Six countries are represented on this year’s Women’s prize for fiction shortlist, with Meg Mason and Elif Shafak among those in the running for the £30,000 prize. The New Zealander and the Turkish-British author are up against two Americans, one American-Canadian and a Trinidadian debut novelist.
The annual prize aims to honour “outstanding, ambitious, original fiction written in English by women from anywhere in the world”, and this year’s chair of judges, Mary Ann Sieghart, was pleased by how “wonderfully diverse” the shortlist has turned out to be. But there were no tick-box exercises in the judging meetings, she stressed: “They were the books we most loved. It really is as simple as that.”
The six novels offer an “escape” from the various global crises we’ve been experiencing recently, Sieghart said – only one shortlisted title, The Sentence by Louise Erdrich, mentions the coronavirus pandemic. That’s not to say the books don’t deal with serious topics: the bestselling Sorrow and Bliss is about the impact of mental illness. But at the same time, Mason’s novel is “hilariously funny”, said Sieghart. Reading it was “a great release, given what’s happening in the rest of the world”.

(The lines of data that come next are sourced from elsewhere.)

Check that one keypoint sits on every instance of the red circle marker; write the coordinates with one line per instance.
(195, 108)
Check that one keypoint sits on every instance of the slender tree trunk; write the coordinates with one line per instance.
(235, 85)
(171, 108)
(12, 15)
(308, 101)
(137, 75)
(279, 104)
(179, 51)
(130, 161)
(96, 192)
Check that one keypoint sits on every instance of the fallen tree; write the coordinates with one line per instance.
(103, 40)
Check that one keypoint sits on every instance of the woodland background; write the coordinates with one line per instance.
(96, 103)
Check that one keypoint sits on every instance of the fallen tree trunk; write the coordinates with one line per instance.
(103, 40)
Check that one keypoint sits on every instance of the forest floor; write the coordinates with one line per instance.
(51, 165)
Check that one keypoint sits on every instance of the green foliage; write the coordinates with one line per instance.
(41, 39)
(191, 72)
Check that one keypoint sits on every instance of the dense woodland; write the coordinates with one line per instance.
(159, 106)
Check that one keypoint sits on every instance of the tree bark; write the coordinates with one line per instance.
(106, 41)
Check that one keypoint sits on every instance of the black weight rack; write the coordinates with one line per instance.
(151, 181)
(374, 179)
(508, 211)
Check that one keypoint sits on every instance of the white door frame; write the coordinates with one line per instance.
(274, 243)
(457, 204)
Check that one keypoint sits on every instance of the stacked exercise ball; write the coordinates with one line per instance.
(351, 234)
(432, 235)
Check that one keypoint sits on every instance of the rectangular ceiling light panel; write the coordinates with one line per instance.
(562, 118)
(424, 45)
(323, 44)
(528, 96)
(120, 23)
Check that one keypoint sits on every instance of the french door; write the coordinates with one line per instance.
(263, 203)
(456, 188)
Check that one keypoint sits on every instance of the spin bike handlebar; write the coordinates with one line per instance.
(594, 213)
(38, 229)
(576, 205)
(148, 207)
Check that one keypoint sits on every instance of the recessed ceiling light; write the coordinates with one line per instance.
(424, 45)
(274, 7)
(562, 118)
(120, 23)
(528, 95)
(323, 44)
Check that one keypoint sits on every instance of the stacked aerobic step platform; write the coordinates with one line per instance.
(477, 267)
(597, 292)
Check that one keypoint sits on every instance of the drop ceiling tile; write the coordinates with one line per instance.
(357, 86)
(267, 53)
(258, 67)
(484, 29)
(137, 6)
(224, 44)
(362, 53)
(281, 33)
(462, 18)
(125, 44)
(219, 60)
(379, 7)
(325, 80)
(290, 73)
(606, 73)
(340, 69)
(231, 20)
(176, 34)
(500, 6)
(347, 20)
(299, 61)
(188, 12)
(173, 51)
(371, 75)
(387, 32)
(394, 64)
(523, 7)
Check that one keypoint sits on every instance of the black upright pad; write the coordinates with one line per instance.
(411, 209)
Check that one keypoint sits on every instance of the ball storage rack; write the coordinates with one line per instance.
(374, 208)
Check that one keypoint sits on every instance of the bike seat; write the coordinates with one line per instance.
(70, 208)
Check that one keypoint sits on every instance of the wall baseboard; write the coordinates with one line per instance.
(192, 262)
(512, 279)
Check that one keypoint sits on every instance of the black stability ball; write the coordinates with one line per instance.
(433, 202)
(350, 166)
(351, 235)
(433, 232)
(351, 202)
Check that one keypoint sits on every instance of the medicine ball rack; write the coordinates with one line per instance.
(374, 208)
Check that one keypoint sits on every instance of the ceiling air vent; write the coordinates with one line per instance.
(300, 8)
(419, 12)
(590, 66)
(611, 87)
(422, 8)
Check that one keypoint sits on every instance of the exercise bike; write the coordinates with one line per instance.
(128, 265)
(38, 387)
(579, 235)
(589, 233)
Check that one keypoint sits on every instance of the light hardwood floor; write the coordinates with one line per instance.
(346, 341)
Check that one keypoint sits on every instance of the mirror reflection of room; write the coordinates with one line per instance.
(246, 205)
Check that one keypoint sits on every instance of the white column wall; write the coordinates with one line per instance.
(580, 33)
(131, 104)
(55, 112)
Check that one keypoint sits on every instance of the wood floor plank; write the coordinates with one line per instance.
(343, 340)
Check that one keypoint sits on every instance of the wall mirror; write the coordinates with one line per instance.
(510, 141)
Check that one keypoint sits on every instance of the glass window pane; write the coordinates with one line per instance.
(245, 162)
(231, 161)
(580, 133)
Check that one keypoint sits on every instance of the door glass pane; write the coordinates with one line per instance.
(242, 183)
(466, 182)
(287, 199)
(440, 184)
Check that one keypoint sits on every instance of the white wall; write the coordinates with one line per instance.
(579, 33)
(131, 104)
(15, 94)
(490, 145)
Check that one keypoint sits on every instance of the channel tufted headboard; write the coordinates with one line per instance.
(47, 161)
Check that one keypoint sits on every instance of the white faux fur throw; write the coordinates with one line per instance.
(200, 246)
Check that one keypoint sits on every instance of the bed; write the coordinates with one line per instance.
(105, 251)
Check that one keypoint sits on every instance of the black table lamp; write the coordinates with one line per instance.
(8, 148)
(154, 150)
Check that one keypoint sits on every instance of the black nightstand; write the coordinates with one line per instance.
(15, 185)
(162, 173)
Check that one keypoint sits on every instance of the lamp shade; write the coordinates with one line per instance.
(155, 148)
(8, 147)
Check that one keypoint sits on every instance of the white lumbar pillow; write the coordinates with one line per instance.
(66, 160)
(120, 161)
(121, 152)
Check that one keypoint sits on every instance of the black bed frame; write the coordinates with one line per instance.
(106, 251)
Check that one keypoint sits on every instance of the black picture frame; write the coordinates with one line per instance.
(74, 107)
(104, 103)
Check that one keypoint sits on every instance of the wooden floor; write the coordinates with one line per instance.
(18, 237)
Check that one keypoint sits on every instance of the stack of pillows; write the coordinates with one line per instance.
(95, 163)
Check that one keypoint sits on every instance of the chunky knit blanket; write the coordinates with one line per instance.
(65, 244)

Settings range from Cyprus to Antarctica, while the six shortlisted novels are diverse in narrative style, too. Shafak’s The Island of Missing Trees includes sections narrated by a tree, while in The Book of Form and Emptiness, by the writer and Zen Buddhist priest Ruth Ozeki, every object speaks.
Great Circle by Maggie Shipstead, which weaves together the stories of a fictional female aviator who vanishes in 1950 and the Hollywood actor who plays her in a film more than half a century later, was also shortlisted for the Booker prize last year. But each author is new to the Women’s prize shortlist – and only Shafak has been longlisted before.
Alongside prolific novelists such as Erdrich, whose bookshop mystery The Sentence is her 23rd novel for adults, Trinidadian standup comedian and writer Lisa Allen-Agostini has made the list with her debut novel. The Bread the Devil Knead, written in Trinidadian patois, is about a woman who is being abused by her partner. “You might think [the dialect] would be a little bit offputting,” said Sieghart. “And yet, by about page five, you’re so absorbed in it that you almost stop noticing.”
Sieghart went on to praise Allen-Agostini’s “funny” and “very humane book”, noting how reading internationally “really broadens our horizons”.
“I wouldn’t have known what it was like to live with an abusive partner while running a toy shop in Trinidad if I hadn’t read [The Bread the Devil Knead]. And The Sentence is written from the point of view of a Native American woman; ditto,” she added. “I’ve just learned so much from reading these books.”
The six-strong lineup was whittled down from a longlist of 16 by Sieghart and her fellow judges, the journalist Lorraine Candy, novelist and podcaster Dorothy Koomson, memoirist and critic Anita Sethi and writer and broadcaster Pandora Sykes.
Sieghart admitted it was difficult for the judges to choose their favourites from an “extremely good” longlist, but said the decisions were made “very amicably”, and she highly recommends all the books on the shortlist. “I’d particularly encourage men to read them,” she said, alluding to the fact that that men are far less likely to read books by female authors than women are to read books by male authors.
The award was launched in 1996, after many objected to the 1991 Booker prize shortlist not including any books by women. The winner will be announced on 15 June, joining former recipients including Susanna Clarke, Eimear McBride, Kamila Shamsie and Zadie Smith.